You are on page 1of 19

Pengertian Dan Penanganan Asfiksia Pada Bayi Baru Lahir

A. Definisi

Asfiksia adalah keadaan dimana bayi baru lahir tidak dapat bernapas secara spontan dan teratur.
Bayi dengan riwayat gawat janin sebelum lahir, umumnya akan mengalami asfiksia pada saat
dilahirkan. Masalah ini erat hubungannya dengan gangguan kesehatan ibu hamil, kelainan tali
pusat, atau masalah yang mempengaruhi kesejahteraan bayi selama atau sesudah persalinan
(Asuhan Persalinan Normal, 2007).

Asfiksia neonatorum ialah keadaan dimana bayi tidak dapat segera bernafas scr spontan dan
teratur setelah lahir. Hal ini disebabkan oleh hipoksia janin dalam uterus dan hipoksia ini
berhubungan dengan faktor-faktor yang timbul dalam kehamilan, persalinan, atau segera setelah
bayi lahir. Akibat-akibat asfiksia akan bertambah buruk apabila penanganan bayi tidak dilakukan
secara sempurna. Tindakan yang akan dikerjakan pada bayi bertujuan mempertahankan
kelangsungan hidupnya dan membatasi gejala-gejala lanjut yang mungkin timbul. (Wiknjosastro,
1999)

B. Etiologi / Penyebab Asfiksia

Beberapa kondisi tertentu pada ibu hamil dapat menyebabkan gangguan sirkulasi darah
uteroplasenter sehingga pasokan oksigen ke bayi menjadi berkurang. Hipoksia bayi di dalam
rahim ditunjukkan dengan gawat janin yang dapat berlanjut menjadi asfiksia bayi baru lahir.

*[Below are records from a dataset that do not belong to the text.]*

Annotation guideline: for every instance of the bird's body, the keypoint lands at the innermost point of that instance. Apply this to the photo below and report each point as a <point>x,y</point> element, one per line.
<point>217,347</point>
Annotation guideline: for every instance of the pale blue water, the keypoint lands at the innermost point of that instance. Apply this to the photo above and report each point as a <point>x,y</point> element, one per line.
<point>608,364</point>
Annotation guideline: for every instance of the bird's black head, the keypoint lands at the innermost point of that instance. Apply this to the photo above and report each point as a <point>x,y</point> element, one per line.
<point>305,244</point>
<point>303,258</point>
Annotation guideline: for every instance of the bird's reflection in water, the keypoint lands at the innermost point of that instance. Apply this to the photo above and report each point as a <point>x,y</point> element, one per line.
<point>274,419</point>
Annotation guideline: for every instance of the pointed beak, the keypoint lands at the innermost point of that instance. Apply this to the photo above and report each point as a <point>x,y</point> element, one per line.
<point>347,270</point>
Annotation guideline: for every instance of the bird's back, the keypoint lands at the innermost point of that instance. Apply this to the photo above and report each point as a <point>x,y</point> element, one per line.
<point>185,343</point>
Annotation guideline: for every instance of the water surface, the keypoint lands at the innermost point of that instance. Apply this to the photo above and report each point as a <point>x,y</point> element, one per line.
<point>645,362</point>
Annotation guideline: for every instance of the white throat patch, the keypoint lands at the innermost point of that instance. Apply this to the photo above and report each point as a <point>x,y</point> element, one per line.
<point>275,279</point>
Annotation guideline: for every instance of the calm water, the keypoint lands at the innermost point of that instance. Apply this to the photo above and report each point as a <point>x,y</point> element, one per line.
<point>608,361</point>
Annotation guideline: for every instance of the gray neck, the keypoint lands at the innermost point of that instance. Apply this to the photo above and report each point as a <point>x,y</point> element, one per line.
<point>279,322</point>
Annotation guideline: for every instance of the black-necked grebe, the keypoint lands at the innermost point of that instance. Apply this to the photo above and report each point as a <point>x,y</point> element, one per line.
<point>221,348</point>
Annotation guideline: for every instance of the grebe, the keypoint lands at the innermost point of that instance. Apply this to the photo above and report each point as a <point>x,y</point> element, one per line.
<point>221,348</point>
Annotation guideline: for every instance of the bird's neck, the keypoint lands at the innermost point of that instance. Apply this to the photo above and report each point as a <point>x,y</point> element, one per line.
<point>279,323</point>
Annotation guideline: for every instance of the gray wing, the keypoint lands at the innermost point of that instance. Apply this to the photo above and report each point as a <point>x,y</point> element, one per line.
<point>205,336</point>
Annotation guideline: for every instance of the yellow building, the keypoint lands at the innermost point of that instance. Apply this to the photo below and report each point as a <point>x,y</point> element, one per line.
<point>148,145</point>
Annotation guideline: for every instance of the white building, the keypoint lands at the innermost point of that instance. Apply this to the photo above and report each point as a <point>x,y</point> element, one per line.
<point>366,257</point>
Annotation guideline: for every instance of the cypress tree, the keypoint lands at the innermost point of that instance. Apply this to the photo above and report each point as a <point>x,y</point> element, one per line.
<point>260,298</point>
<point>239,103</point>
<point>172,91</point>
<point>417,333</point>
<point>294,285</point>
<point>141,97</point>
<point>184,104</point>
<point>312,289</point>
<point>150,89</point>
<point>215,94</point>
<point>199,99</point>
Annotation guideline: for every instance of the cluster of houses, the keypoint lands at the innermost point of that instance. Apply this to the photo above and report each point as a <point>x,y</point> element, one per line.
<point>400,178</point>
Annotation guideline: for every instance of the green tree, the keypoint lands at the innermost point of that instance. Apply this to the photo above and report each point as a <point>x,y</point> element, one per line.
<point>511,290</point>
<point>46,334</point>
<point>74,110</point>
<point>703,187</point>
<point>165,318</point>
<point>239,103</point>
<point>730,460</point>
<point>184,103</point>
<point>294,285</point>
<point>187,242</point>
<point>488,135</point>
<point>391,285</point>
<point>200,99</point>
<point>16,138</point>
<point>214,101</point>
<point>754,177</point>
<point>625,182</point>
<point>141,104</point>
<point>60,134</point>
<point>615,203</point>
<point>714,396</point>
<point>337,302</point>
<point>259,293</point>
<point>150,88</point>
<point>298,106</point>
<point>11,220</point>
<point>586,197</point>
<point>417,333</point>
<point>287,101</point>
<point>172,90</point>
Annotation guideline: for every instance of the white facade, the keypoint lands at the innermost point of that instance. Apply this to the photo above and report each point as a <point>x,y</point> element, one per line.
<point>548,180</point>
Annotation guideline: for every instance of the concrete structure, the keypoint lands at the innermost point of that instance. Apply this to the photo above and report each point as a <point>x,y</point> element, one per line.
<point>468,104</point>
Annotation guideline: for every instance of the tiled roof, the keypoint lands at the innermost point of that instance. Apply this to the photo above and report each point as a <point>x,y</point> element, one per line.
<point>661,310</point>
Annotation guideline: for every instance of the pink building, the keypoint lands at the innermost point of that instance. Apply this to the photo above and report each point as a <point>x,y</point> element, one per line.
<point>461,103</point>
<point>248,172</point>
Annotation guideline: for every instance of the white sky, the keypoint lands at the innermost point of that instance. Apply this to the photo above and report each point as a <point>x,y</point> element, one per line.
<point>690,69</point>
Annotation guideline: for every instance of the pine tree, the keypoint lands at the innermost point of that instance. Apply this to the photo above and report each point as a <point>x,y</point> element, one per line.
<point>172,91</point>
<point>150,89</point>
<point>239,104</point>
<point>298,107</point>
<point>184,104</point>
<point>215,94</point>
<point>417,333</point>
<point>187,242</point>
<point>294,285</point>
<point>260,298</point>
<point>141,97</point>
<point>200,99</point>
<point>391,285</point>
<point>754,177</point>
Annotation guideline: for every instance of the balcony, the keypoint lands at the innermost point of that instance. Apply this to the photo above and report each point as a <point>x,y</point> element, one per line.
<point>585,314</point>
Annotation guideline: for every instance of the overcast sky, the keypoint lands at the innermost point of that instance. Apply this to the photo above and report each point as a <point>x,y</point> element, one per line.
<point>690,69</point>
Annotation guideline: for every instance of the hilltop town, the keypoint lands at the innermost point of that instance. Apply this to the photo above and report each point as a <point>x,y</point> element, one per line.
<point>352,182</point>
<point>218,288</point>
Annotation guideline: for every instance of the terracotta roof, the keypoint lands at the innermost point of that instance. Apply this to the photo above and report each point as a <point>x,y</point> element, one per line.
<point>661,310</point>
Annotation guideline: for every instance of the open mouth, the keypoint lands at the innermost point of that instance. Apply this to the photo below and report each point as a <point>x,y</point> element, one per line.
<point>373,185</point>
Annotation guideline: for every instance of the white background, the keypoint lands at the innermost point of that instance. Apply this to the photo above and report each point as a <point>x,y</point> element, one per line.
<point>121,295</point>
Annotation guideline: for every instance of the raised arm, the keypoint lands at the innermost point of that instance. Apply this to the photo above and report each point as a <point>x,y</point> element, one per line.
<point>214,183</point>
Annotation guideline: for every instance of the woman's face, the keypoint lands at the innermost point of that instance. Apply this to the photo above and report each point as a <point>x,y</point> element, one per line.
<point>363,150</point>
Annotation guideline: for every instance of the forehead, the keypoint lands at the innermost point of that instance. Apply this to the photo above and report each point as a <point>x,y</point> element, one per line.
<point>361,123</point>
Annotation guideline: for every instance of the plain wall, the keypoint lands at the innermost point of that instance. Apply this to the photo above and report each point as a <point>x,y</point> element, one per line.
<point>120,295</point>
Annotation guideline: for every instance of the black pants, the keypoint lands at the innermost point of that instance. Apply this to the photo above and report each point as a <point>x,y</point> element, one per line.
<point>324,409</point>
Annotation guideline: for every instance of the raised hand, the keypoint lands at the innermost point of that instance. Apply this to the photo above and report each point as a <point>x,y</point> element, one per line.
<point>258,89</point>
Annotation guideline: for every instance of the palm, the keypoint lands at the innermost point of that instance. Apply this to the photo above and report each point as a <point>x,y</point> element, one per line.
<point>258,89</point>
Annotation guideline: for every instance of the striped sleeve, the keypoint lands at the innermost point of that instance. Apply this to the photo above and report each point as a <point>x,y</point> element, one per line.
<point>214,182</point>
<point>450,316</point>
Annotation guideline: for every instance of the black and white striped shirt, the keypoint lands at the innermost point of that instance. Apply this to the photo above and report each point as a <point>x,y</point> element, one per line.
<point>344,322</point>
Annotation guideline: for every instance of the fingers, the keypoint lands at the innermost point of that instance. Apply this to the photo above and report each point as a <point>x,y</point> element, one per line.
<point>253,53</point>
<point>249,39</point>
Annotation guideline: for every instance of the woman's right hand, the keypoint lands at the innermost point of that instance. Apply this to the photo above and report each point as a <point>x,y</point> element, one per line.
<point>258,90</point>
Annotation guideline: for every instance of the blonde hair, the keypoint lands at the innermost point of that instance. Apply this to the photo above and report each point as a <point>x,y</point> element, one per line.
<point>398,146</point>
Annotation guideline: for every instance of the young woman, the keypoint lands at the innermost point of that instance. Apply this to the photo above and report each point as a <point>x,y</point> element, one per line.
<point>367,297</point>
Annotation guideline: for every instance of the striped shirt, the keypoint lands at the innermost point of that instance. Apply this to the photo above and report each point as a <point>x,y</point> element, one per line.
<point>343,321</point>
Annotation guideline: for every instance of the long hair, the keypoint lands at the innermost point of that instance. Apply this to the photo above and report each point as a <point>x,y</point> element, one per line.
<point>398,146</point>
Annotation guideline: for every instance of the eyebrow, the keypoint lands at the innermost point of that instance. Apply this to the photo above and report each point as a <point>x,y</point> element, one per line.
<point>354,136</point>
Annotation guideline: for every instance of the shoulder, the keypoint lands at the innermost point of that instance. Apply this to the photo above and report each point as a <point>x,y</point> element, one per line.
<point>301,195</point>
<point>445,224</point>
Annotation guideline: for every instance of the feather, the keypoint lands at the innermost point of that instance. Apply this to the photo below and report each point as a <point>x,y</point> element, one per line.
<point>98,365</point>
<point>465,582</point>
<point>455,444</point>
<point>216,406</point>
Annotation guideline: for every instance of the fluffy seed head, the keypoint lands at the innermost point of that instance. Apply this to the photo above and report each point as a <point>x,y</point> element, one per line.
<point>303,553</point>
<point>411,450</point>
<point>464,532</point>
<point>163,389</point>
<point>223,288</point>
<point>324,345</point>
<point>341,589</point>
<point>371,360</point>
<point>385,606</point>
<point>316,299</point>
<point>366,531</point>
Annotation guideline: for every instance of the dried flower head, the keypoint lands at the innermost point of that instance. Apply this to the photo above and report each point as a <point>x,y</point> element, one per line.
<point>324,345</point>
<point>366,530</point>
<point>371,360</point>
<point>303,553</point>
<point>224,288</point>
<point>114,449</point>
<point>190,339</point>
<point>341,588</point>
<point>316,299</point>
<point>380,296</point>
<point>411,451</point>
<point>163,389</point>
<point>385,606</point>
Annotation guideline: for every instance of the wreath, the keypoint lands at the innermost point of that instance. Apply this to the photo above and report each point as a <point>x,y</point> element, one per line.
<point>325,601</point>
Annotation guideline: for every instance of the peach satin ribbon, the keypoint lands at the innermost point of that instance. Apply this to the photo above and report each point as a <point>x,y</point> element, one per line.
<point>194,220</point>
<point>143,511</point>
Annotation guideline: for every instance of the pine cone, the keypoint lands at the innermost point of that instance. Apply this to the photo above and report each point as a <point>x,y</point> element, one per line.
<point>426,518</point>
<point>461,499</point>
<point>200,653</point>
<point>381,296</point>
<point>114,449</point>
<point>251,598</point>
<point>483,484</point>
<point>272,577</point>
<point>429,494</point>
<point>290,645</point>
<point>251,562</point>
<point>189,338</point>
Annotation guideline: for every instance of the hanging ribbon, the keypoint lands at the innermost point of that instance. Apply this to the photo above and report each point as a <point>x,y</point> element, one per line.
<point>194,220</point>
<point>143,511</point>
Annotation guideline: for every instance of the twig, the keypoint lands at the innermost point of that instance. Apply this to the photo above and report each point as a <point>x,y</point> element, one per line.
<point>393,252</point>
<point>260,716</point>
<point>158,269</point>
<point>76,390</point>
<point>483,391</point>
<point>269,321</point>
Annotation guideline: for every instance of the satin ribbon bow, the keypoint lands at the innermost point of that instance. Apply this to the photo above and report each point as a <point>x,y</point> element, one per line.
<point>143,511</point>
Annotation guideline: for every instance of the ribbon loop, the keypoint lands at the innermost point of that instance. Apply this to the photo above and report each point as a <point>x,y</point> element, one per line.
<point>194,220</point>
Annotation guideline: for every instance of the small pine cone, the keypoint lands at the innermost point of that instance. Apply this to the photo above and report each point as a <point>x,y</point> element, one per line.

Beberapa faktor tertentu diketahui dapat menjadi penyebab terjadinya asfiksia pada bayi baru
lahir, diantaranya adalah faktor ibu, tali pusat clan bayi berikut ini:

1. Faktor ibu
o Preeklampsia dan eklampsia
o Pendarahan abnormal (plasenta previa atau solusio plasenta)
o Partus lama atau partus macet
o Demam selama persalinan Infeksi berat (malaria, sifilis, TBC, HIV)
o Kehamilan Lewat Waktu (sesudah 42 minggu kehamilan)
2. Faktor Tali Pusat
o Lilitan tali pusat
o Tali pusat pendek
o Simpul tali pusat
o Prolapsus tali pusat

3. Faktor Bayi
o Bayi prematur (sebelum 37 minggu kehamilan)
o Persalinan dengan tindakan (sungsang, bayi kembar, distosia bahu, ekstraksi vakum, ekstraksi
forsep)
o Kelainan bawaan (kongenital)
o Air ketuban bercampur mekonium (warna kehijauan)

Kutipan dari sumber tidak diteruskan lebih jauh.